Since web development has become more complicated, you have to deal with frameworks, task runners, package management, deployment, and vulnerabilities. Sometimes it might be better to use tools that remove complexity for simple websites.

Enter Jekyll. A static site generator that makes it easier for designers and front-end developers to make a simple, fast website. It has a built-in template language and even pre-made themes that are available here, here, and you can find more of them on GitHub.

I think Jekyll is a really good solution for someone who wants to learn more about coding and needs to bootstrap a polished website quickly. It can be the perfect fit for a small project where advanced functionality is not needed.

To create your website with this method, you will need to have basic knowledge of the Liquid template language, terminal, git, HTML/CSS, and the Jekyll framework. If you are new to all these tools, there are plenty of tutorials online to learn all of this.

In this post, I will show you how to setup your finished Jekyll website with a custom domain, free hosting with GitHub pages, and a secure https connection.

I assume you already pushed your Jekyll project to GitHub.

GitHub repository setup

First, enable GH pages. Either name your repository as “{your-username.github.io}” or navigate to the repository settings and under GitHub Pages / Source. Select the master branch. You can find the steps here.

Github repo settings

GitHub will create your website and it should be visible by going either to {your-username}.github.io or {your-username}.github.io/{your-repository}, depending on the type of method you chose earlier. Test your website by going to the URL.

GitHub provides a Ruby gem that you will need to add to your Gemfile. The Jekyll documentation provides instructions here on how to do it under “The github-pages gem”.

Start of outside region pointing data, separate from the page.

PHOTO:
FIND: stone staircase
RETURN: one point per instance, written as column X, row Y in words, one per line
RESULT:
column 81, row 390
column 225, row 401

Afterwards, go back to GH Pages settings and enable the custom domain option by typing in the domain you plan to use.

Github repo settings

Be sure to add a CNAME file in the GitHub repository root directory with your domain in it e.g. yourwebsite.com

CNAME record

All that’s left to do is to connect your custom domain to the GitHub repository.

Connecting your domain to Cloudflare

Purchase your desired domain. A frequently used domain registrar is GoDaddy. Quite often you can get a large discount and pay only 0.99p for the first year. I recommend going to Google and searching for coupons. This way I found a coupon that offered me a discount.

Then you have to register an account on Cloudflare. It offers a lot of useful features, mainly a CDN, security, and DNS management. It will allow your website to have a secure https connection.

Once you have a domain ready, navigate to your DNS settings and change your domain nameservers to Cloudflare. The two nameservers will be shown to you in the newly created Cloudflare account. Here is a specific guide on how to change the nameservers. The procedure might be slightly different depending on which domain registrar was used to purchase the domain.

Point your domain to your Jekyll project repository

Once you have connected your domain to Cloudflare, under the DNS section, you will need to point it to your repository by adding two A records with GitHub IP addresses. As of this writing, GitHub IP addresses are 192.30.252.153 and 192.30.252.154. Double check if that’s still the case here. A WWW CNAME record will redirect www sub domain requests to the main URL.

Cloudflare DNS section

Then navigate to the Crypto section and enable Full SLL (not Strict).

Cloudflare Crypto section

Keep in mind that the connection between Cloudflare and the repository is not encrypted, so you shouldn't use this setup for sensitive data, and all of the project code and data is public.

There you have it. By now you should have a fully functional website with free GitHub hosting and a custom domain with an https connection.